The new law provides for a defence where the financial institution can prove that when the money laundering occurred the business adequately maintained and applied AML prevention procedures in relation to the client. A conviction for money laundering is not required. The burden of proof rests with the business to demonstrate that they have adequately maintained and applied preventative measures to avail themselves of the defence.

In determining if a business has adequately maintained and applied prevention procedures the article permits the Court to take into account any Code of Practice or Guidance issued by a supervisory body supervising the financial services business.

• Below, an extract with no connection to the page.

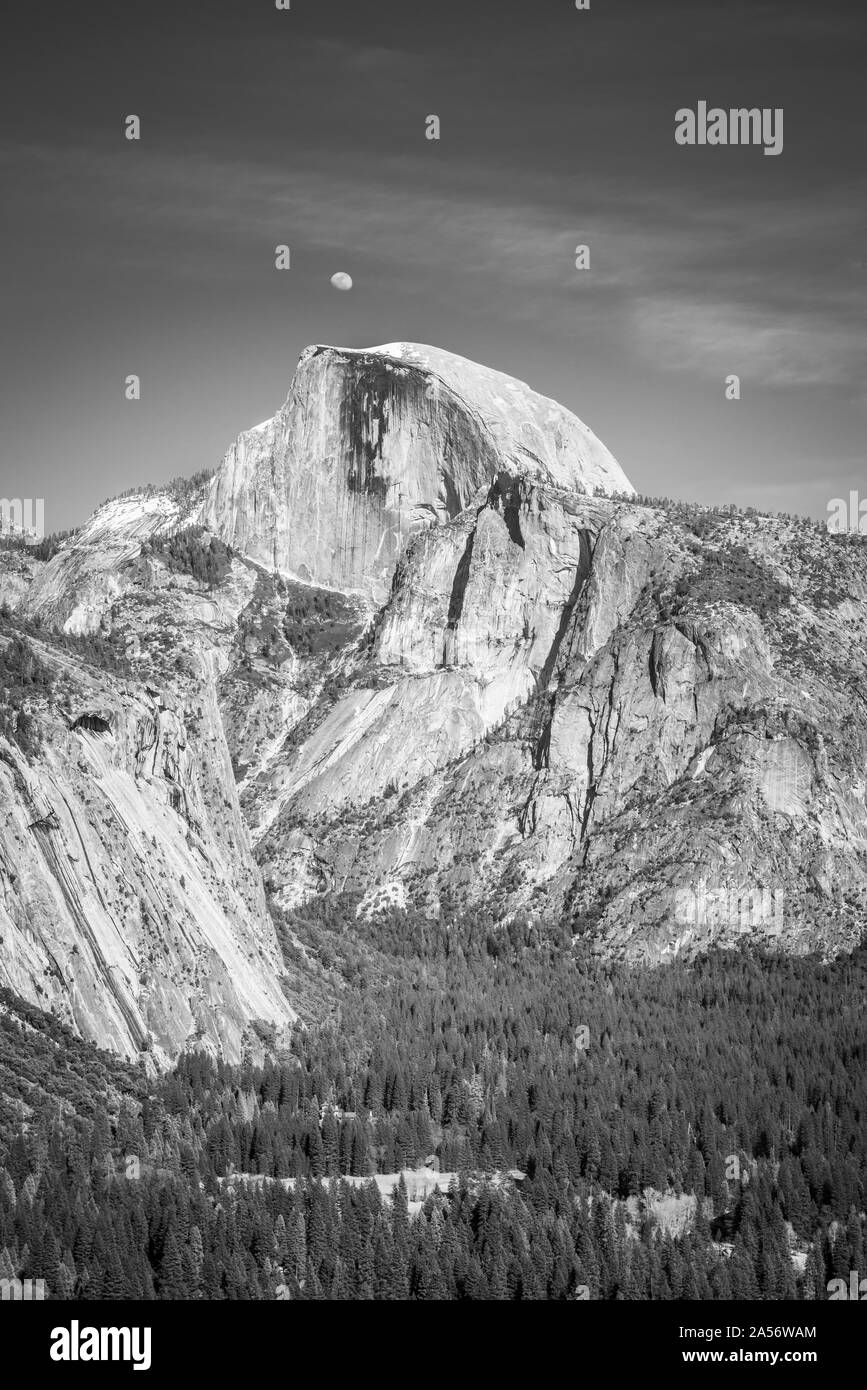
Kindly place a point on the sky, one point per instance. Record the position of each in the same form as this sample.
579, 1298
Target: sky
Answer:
306, 127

In practice this is likely to mean the Anti Money Laundering Handbook issued by the Jersey Financial Services Commission.

Taking an example, if a high-net worth client, of previous impeccable character, suddenly becomes embroiled in a fraud, when the money laundering proceedings start and there are suggestions that the funds have been laundered through Jersey, the financial services business in Jersey handling the funds will not only be required to file a suspicious activity report but also risks being placed under investigation for failing to prevent money laundering. The financial institution will then need to demonstrate that it has adequately maintained and applied AML prevention procedures to secure access to the defence under the law. The burden of proof rests with the financial institution to evidence that they have maintained procedures that are adequate and which have been followed by their employees.

The following are just a few examples where securing such a defence is likely to be problematic:

  • Procedures that have not been reviewed or updated for several years.
  • Procedures that have not been formally adopted by the Board.
  • Different versions of the same procedure being used.
  • Procedures that are not aligned to the regulatory requirements in the AML handbook.
  • A compliance monitoring program that has fallen behind schedule or fails to test the application of and adherence to the procedures.
  • Backlogs of client risks reviews in breach of the business’ own procedures.
  • Lack of documentation to evidence application of and training to the procedures.

If the offence is committed with the consent or connivance of a relevant person, that relevant person is also guilty of the offence. Relevant persons include directors, company secretary or any person required to be appointed under the Money Laundering (Jersey) Order 2008, for example the Compliance Officer/Money Laundering Reporting Officer. If found to be in breach of the article, such individuals face either a term of imprisonment not exceeding 2 years or to a fine or to both.

The Money Laundering (Jersey) Order 2008 has of course for many years required financial services businesses to maintain appropriate and consistent policies and procedures to prevent and detect money laundering but the onus has been on the prosecution to prove beyond reasonable doubt that they are inadequate or have not been complied with. The new article 35A is not so onerous on the prosecution with the business now having to demonstrate that procedures have been adequately maintained and applied in line with the requirements set out in the JFSC’s AML handbook.

Businesses should also be cognisant that as of the 29th of April 2022 the JFSC may impose civil financial penalties for breaches of the Money Laundering (Jersey) Order 2008 applying the burden of proof on the balance of probabilities and using the JFSC’s decision making process rather than a Court. Such a seismic change in approach coupled with the new article 35A under the Proceeds of Crime (Jersey) Law 1999 paves the way for a marked increase in penalties being imposed on financial services businesses if they have neglected their policies and procedures.

Looking at the outcomes from the majority of themed examinations conducted and published by the JFSC, inadequate AML policies and procedures were at the root cause of most findings. Perhaps now is a good time for financial services businesses to focus attention on the adequacy of procedures and test if they are being applied correctly before the offence of failing to prevent money laundering comes into force.